Limitations & Future Work¶
- Evaluation relies heavily on model-based metrics (HPSv2/PickScore/ImageReward), which are imperfect proxies for human preference. The human study was small-scale.
- Reward hacking was studied only under the single reward model setting; complementary smoothing across multiple reward models remains to be explored.
- Smoothing uses a one-step minimization approximation; while Gaussian averaging might be more robust, the one-step method was chosen for efficiency.
- Currently, smoothing is applied uniformly to all samples. Future work could explore "selective sharpness weighting" to down-weight excessively sharp samples.
Related Work & Insights¶
- vs Adversarial Training (AT): AT improves robustness via worst-case loss in input space but requires retraining. Ours applies "input perturbation" to rewards to modify the generator's objective without retraining the reward model.
- vs SAM (Sharpness-Aware Minimization): SAM encourages flat minima in parameter space. Ours applies this to reward optimization in RDRL and unifies it with image-space perturbations.
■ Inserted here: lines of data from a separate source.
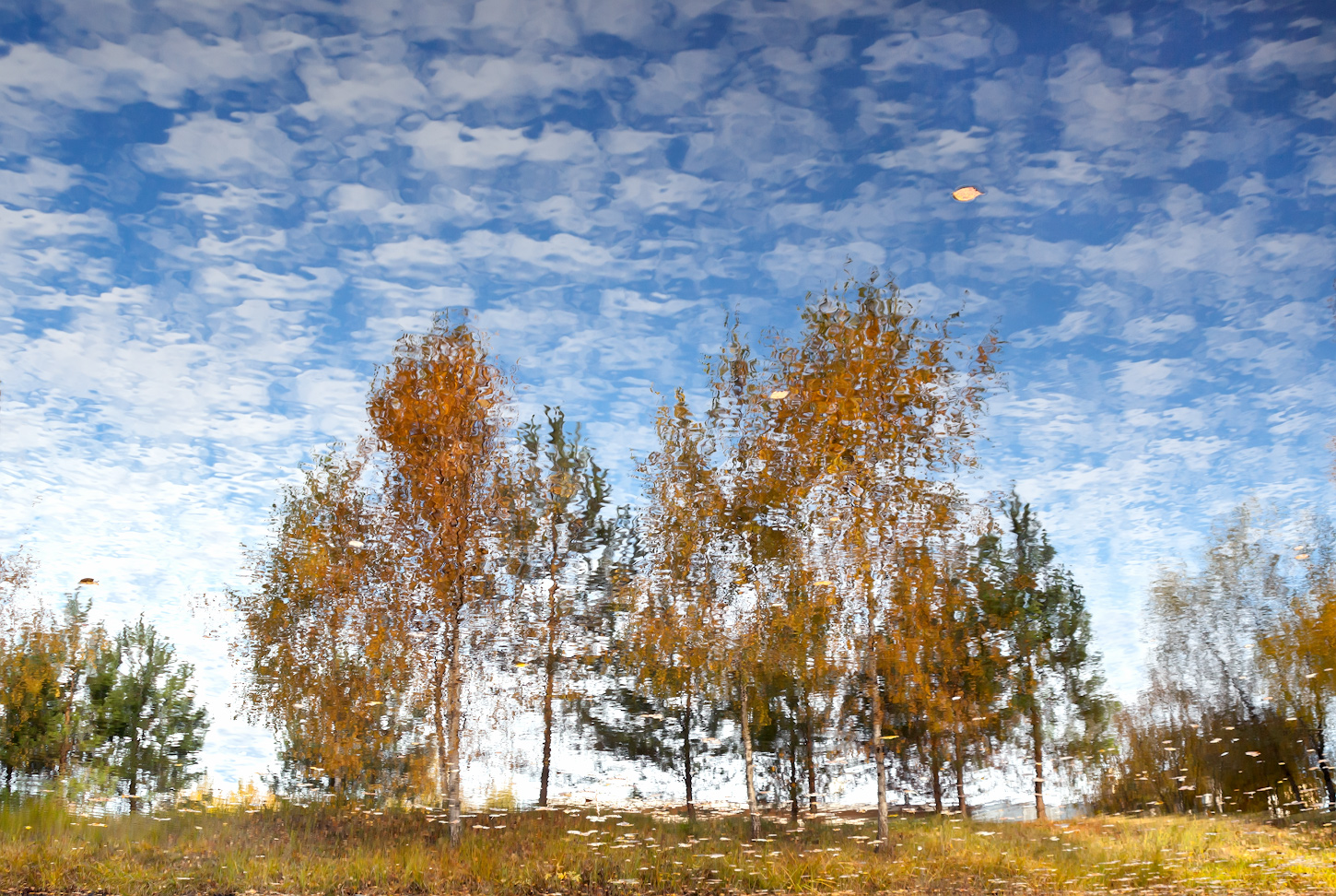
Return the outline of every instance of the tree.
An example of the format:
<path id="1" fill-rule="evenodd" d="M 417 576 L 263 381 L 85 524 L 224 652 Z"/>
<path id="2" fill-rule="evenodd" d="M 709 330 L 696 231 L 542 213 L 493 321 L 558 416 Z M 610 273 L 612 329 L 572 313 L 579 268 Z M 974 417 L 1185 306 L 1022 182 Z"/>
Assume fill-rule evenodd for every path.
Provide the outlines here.
<path id="1" fill-rule="evenodd" d="M 33 612 L 0 633 L 0 769 L 5 789 L 15 773 L 53 774 L 61 742 L 61 642 Z"/>
<path id="2" fill-rule="evenodd" d="M 641 516 L 645 575 L 632 592 L 636 603 L 620 653 L 648 691 L 681 698 L 683 784 L 687 813 L 695 817 L 693 701 L 717 685 L 723 638 L 709 551 L 720 495 L 705 428 L 681 390 L 671 407 L 659 409 L 655 429 L 659 445 L 640 465 L 649 499 Z"/>
<path id="3" fill-rule="evenodd" d="M 1102 733 L 1109 699 L 1101 693 L 1100 658 L 1090 649 L 1090 614 L 1071 575 L 1029 504 L 1015 492 L 1002 507 L 1006 532 L 979 539 L 971 578 L 982 602 L 1006 633 L 1011 709 L 1025 721 L 1034 762 L 1034 810 L 1043 804 L 1046 726 L 1059 710 L 1077 722 L 1065 753 Z M 1089 752 L 1089 750 L 1088 750 Z"/>
<path id="4" fill-rule="evenodd" d="M 918 316 L 894 282 L 874 273 L 824 293 L 804 314 L 800 344 L 779 354 L 775 428 L 820 469 L 811 489 L 819 554 L 860 657 L 883 844 L 883 699 L 908 693 L 925 634 L 914 622 L 926 595 L 903 580 L 907 564 L 933 559 L 958 526 L 958 491 L 947 476 L 975 463 L 977 419 L 994 380 L 997 338 L 961 341 L 955 317 Z"/>
<path id="5" fill-rule="evenodd" d="M 600 519 L 609 500 L 607 472 L 584 445 L 580 424 L 568 425 L 561 408 L 544 408 L 544 415 L 545 425 L 530 420 L 520 427 L 520 461 L 506 488 L 520 588 L 540 586 L 536 602 L 522 602 L 522 610 L 537 622 L 525 631 L 538 642 L 544 675 L 540 806 L 548 805 L 558 666 L 566 657 L 580 599 L 588 595 L 591 555 L 608 547 L 611 536 Z"/>
<path id="6" fill-rule="evenodd" d="M 339 794 L 403 776 L 411 721 L 389 606 L 394 546 L 365 471 L 362 457 L 317 453 L 250 554 L 253 588 L 227 594 L 248 715 L 282 738 L 291 776 L 327 778 Z"/>
<path id="7" fill-rule="evenodd" d="M 1327 806 L 1336 812 L 1336 778 L 1329 753 L 1336 721 L 1336 538 L 1328 523 L 1313 527 L 1315 538 L 1297 548 L 1304 583 L 1296 587 L 1275 626 L 1261 633 L 1263 674 L 1277 702 L 1292 719 L 1312 765 L 1321 776 Z"/>
<path id="8" fill-rule="evenodd" d="M 88 674 L 92 754 L 126 786 L 131 812 L 155 793 L 199 776 L 207 714 L 195 706 L 194 667 L 158 630 L 139 622 L 99 651 Z"/>
<path id="9" fill-rule="evenodd" d="M 468 626 L 500 598 L 497 563 L 509 384 L 466 324 L 405 336 L 367 397 L 398 558 L 395 625 L 430 707 L 450 841 L 458 844 Z M 444 780 L 442 780 L 444 778 Z"/>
- vs Randomized Smoothing / AWP: Randomized smoothing inspires the "smoothed reward." AWP uses both input and weight perturbations in classification; RSA-FT is the first to extend this principle to the RDRL framework.
- vs Existing RDRL (ReFL/DRaFT-K/AlignProp/DRTune): These frameworks maximize rewards directly and are prone to hacking. RSA-FT acts as a plug-and-play enhancement for all of them.
Rating¶
- Novelty: ⭐⭐⭐⭐⭐ Diagnosis of reward hacking as adversarial attack and unification of AT+SAM is a fresh, self-consistent perspective.
- Experimental Thoroughness: ⭐⭐⭐⭐ Validated across 4 frameworks, 4 backbones, and 2 benchmarks, though some results are in the appendix.
- Writing Quality: ⭐⭐⭐⭐⭐ Clear logic from hypothesis to metrics to methodology; provides strong geometric intuition.
- Value: ⭐⭐⭐⭐⭐ Zero extra training, plug-and-play, and robust across backbones; highly practical for the diffusion alignment community.